Nasser se puso de pie y ayudo a Sámira a levantarse, la sostuvo con fuerza mientras intentaba llegar hasta la tienda donde se habían refugiado las mujeres.
—¡Vamos! ¡Debemos llegar a la tienda de las mujeres! —gritó, pero su voz se perdió entre el bramido del viento.
Dio unos pasos, y sintió cómo el aire lo empujaba hacia atrás con una fuerza inhumana. El desierto rugía con furia. En ese momento, unos hombres del campamento corrieron hacia él. Habían atado sus cuerpos con sogas para no perderse entre la tormenta. Uno de ellos le lanzó el extremo de una cuerda. Nasser la sujetó con fuerza, envolvió a Sámira contra su pecho y comenzó a avanzar, tirando de ella mientras los hombres los ayudaban a abrirse paso.
La arena les cortaba la piel. Los ojos ardían, los labios sangraban. Cada paso era una lucha contra el viento. Cuando por fin alcanzaron la gran tienda donde se habían refugiado las mujeres, Nasser empujó la tela con el hombro y entró.
Dentro, el aire era denso y caliente. Las mujeres estaban sentadas en el suelo, cubiertas con mantos gruesos, abrazadas unas a otras. Laila alzó la vista, y un grito se le escapó de la garganta al ver a su hija.
Sámira tenía la pierna ensangrentada. Un trozo de metal, quizás parte de un gancho o de una estaca arrancada por el viento, le había abierto la carne a la altura del muslo.
—¡Por Alá! —exclamó Laila corriendo hacia ella.
Nasser la recostó con cuidado. La herida era profunda. La sangre empapaba la tela de su vestido. Por un instante, dudó sabía que estaba prohibido tocarla, pero si no lo hacía podría perder demasiada sangre.
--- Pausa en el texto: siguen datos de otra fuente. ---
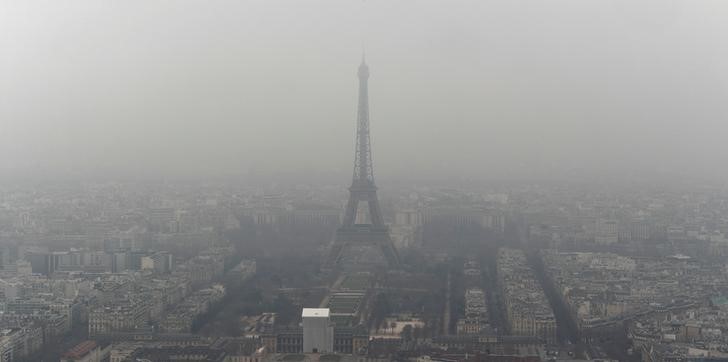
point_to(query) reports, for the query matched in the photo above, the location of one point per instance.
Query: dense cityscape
(141, 270)
(528, 210)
—Traigan agua —ordenó con voz firme. Nadie se movió. Solo Laila asintió y le alcanzó un cuenco.
Nasser rasgó una parte de su túnica y comenzó a limpiar la herida. Sámira apretó los dientes para no gritar.
—Tranquila —murmuró él, sin mirarla.
Sus manos, curtidas y firmes, trabajaban con cuidado.
El viento seguía rugiendo afuera, pero dentro solo se oía la respiración entrecortada de ella y el murmullo de las mujeres rezando en voz baja.
Cuando terminó de vendarla, Nasser levantó la vista hacia Laila.
—Necesita atención médica —dijo con seriedad—. En cuanto calme la tormenta pediré un helicóptero.
Laila asintió, con los ojos húmedos. Nadie dijo nada más. El silencio solo fue roto por el bramido del viento que seguía golpeando las telas.
Nasser se apartó, pero su mirada quedó fija en Sámira. Ella lo observó desde el suelo, con el rostro cubierto de arena y lágrimas. Por un instante, el desierto entero pareció detenerse entre ellos.
La tormenta duró horas. Cuando finalmente el viento comenzó a ceder, el silencio fue aún más aterrador. La luz volvió en un tono rojizo y espeso. Las tiendas eran montículos rotos, los animales gemían, y sobre todo… el paisaje había cambiado.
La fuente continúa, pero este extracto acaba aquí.